NASA Applications. This furnace, and in particular the Phase 2 alpha prototype furnace will be a demonstration model to communicate the benefits of a low power, low mass, low cost space furnace. The benefits of the use of this furnace in space are that it requires no support systems and will be a minimal drain on limited space station power. Its design is well suited to safety considerations, the furnace can be made with low mass for launch purposes, and it is made from low cost components. The delivered Phase 2 prototype will be a generically useful furnace for materials processing at MSFC.

Commercial Applications: Usually furnaces require access to high power electrical facilities; these facilities must either be available or installed at significant cost, aside from the cost of the electrical power itself. The availability of a small, low power furnace would allow furnace work to be done quickly at any location, and the furnace would be easily portable.
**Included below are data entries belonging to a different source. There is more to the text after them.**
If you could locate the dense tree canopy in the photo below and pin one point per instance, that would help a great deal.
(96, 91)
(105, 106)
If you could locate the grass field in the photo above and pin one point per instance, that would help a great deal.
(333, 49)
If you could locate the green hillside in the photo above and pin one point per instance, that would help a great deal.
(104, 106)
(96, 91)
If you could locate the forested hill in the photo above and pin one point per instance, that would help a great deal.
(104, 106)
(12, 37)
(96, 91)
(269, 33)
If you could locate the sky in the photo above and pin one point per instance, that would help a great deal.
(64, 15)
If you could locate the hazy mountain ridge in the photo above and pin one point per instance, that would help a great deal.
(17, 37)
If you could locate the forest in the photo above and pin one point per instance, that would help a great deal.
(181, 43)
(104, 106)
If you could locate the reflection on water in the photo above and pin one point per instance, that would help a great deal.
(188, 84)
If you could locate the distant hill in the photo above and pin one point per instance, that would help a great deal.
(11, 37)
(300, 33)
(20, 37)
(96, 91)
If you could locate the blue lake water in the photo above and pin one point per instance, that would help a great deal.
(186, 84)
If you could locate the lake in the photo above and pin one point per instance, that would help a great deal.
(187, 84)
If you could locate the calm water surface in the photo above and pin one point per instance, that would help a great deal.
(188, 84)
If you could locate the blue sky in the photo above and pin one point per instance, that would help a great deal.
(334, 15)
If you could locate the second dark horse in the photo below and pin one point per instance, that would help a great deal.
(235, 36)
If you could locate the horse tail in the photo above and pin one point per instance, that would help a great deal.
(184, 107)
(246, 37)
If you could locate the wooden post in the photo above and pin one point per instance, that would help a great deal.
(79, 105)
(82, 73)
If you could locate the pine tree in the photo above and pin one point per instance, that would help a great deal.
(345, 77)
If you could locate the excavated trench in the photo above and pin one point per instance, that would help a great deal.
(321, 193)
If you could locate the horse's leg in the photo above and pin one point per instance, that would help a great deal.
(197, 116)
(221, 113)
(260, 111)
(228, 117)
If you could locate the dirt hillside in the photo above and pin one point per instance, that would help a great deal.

Also the ability to rapidly heat a sample is usually done at high power and limited by the time needed to heat the furnace itself. The low power furnace will have a much better time response than its competitors, an important factor in some applications.

Acknowledgements. Thoughtventions wishes to thank NASA MSFC for supporting this work under contract NAS8-99040.

REFERENCES

1. W.H. Kohl Ed., Handbook of Materials and Techniques for Vacuum Devices, Reinhold Publishing Co., New York, NY, 1968.

2. E.A. Avallone and and T. Baumeister III, Marks' Standard Handbook for Mechanical Engineers, McGraw-Hill, New York, NY, 1978.

3. R. B. Scott, Cryogenic Engineering, Met-Chem Research, Boulder, CO, (1959).

4. W.L. Wolfe and and G.J. Zissis Eds., The Infrared Handbook, Environmental Rsch Inst. of Michigan, Ann Arbor, MI, 1993.

5. I.M. Winer, "Calculated temperature dependences of silver and gold absorptions in the infrared," Appl. Opt., 17, 13, 1989 (1978).

6. G. Hass, "Reflectance and preparation of front-surface mirrors for use at various angles of incidence from the UV to far IR ," J. Opt. Soc. Am., 72, 1, 27 (1982).

7. E. Savitsky, V. Polykova, N. Govina, and N. Roshan, Physical Metallurgy of Platinum Metals, Pergamon Press, New York, NY, 1978.

8. B. Fischer, "Reduction of Platinum Corrosion in Molten Glass," Plat. Met. Rev., 36, 1, 14 (1992).